"Daddy, did you see that man?" I asked more urgently, but Father ignored me.
I peeked through the side view and the man was still there watching. I think he waved.
"That's peas over there. See? Look at that. Boy, I usedta pick some peas back in Basile," Father said fondly after hanging up the CB.
It didn't matter which crop it was, he always would say he used to pick, cut, or dig that particular crop when he was growing up. Field peas. Mustard greens. Sugarcane. Potatoes. Rice. Turnips. Watermelons. And cotton. Cotton. Even Mother admitted to picking cotton back in the day. Now, when I first heard this cotton admission I recalled the TV movie Roots, with slaves picking cotton. It didn't make sense to me. How could they have picked cotton? Response? Somebody or the other had a cotton farm and the cotton had to be picked. In Father's case, it was part of his upbringing as sharecroppers if that's what was growing. But Mother, she took a more noble explanation, saying that all of her cousins had to go to their grandparents' house and toil under the sun to make the load as a rite of passage but, more important, as a lesson in hard work and how far black people had come.

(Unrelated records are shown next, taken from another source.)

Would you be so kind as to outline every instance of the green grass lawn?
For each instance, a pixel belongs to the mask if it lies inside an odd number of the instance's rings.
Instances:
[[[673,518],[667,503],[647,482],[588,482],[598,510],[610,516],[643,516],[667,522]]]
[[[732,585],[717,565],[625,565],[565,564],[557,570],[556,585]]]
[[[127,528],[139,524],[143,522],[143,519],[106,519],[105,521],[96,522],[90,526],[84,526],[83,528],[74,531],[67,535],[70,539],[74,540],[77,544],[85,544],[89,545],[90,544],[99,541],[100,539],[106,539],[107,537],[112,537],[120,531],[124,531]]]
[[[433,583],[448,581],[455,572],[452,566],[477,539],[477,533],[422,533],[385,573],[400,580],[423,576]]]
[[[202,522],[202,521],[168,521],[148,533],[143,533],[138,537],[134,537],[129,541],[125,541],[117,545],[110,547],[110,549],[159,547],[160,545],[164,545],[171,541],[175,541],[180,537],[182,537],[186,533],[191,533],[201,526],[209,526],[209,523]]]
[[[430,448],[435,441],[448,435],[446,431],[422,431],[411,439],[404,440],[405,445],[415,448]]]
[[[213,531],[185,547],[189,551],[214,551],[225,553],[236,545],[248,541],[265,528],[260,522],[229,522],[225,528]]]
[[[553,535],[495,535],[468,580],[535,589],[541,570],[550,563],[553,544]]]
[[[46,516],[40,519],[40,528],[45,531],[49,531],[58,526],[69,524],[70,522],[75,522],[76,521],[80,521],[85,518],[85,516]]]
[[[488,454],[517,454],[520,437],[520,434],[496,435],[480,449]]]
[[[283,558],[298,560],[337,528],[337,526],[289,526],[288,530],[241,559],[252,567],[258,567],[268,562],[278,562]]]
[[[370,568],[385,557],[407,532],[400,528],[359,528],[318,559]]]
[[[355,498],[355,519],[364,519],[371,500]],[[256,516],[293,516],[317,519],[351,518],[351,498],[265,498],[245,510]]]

Now, all of this was true. No exaggerations. And later I would discover that many people my parents' age from Texas and Louisiana shared a similar plight. Some by necessity, like Father. Others as an excessive summer camp hosted by family members who still practiced the ancient art of cotton farming. Something about saying that you picked cotton carried a sense of history, strength, and perseverance. And these people from that generation downright bragged about that shit. I had to pick cotton. I had to pick cotton every summer. I had to pick cotton every summer or my uncle wouldna' gave us nuthin' to eat.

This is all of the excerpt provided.